Versatile multilayer MCM-D structure for high reliability applications

Within the joint European submicron silicon initiative (JESSI) project Silicon Hybrids, Industrial Microelectronics Center (IMC) has developed and MIL-std 883 B qualified a highly versatile thin film structure suitable for high reliability MCM applications. The basis is a four-layer structure with aluminum conductors and benzocyclobutene (BCB) dielectric formed on a 5 silicon wafer. Optionally, a solderable top layer of Ni and Au can be added for flip chip assembly, and passive components can be integrated simply by adding a SiCr and a SiO x N y layer beneath the four-layer structure. To achieve a mechanically stable structure, a good understanding is required of how different parameters, such as conductor and dielectric material, and layer structure and dimensions affect the final result.
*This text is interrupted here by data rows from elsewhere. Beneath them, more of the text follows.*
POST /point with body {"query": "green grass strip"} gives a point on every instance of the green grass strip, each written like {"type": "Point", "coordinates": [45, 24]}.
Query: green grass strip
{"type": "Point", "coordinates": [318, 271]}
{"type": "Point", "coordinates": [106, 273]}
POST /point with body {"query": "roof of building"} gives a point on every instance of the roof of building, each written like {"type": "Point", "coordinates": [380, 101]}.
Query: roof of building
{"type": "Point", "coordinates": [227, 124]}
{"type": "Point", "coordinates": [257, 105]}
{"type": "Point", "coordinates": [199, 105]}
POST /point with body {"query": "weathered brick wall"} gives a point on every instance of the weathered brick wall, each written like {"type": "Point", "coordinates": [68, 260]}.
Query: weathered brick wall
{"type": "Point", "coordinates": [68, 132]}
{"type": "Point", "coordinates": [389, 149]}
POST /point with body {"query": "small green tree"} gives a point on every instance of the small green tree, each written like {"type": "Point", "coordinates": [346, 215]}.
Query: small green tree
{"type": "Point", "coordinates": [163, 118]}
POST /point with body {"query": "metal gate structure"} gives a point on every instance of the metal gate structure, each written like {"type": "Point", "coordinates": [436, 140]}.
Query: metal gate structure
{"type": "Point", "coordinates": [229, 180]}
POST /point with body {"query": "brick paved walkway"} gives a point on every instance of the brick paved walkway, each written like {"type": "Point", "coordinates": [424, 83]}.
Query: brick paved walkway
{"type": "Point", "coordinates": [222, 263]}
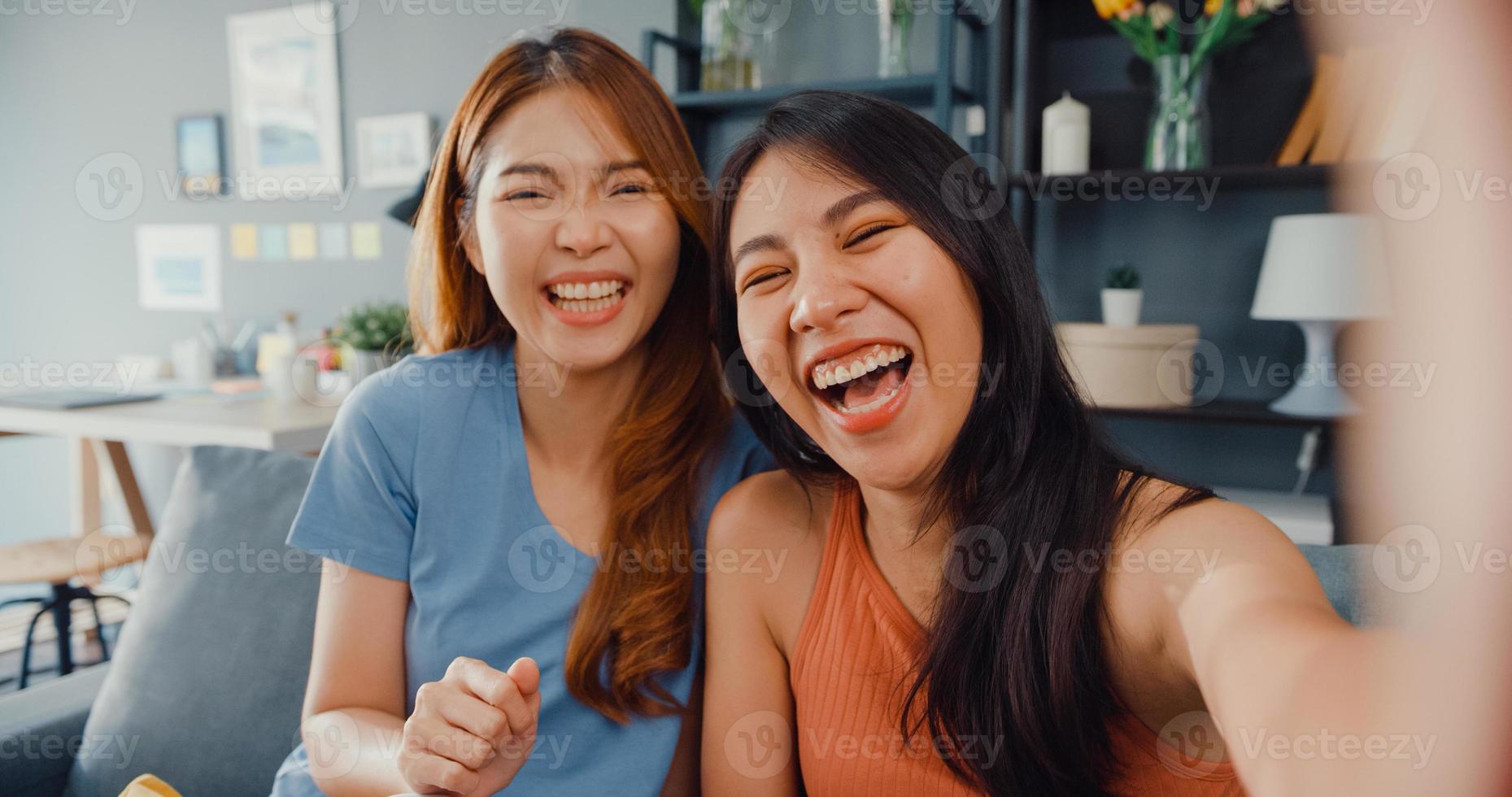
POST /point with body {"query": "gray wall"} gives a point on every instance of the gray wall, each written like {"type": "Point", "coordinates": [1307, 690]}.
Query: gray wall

The evaluation has been focused on mechanical stresses due to thermal cycling and shock. Finite Element Analysis and Scanning Electron Microscopy have been utilized in the evaluation. The results show that good adhesion between the different layers, careful stress control in the materials, and metal thickness dependent restrictions in the design rules are necessary to pass the MIL-std tests. With increasing demands on system integration, performance and low production cost, flip chip mounting of dies has become an attractive technology. For flip chip assembly, the chips often have solder balls, whence the substrates must have solderable assembly pads. However, all chips are not available with solder balls, and in these cases solder balls must be applied either to the chip or the substrate. IMC has developed a process to produce solder balls with well-controlled thickness and composition for flip chip assembly on Si substrates. Using specially designed MCM-D test vehicles, flip chip mounting of dies has been evaluated with respect to electrical and mechanical reliability, tested by temperature and power cycling tests. Electrical continuity tests show good results, and the structures have withstood thermal shocks with ΔT = 300 °C. The processes are currently used in a number of projects and some examples of applications will be given.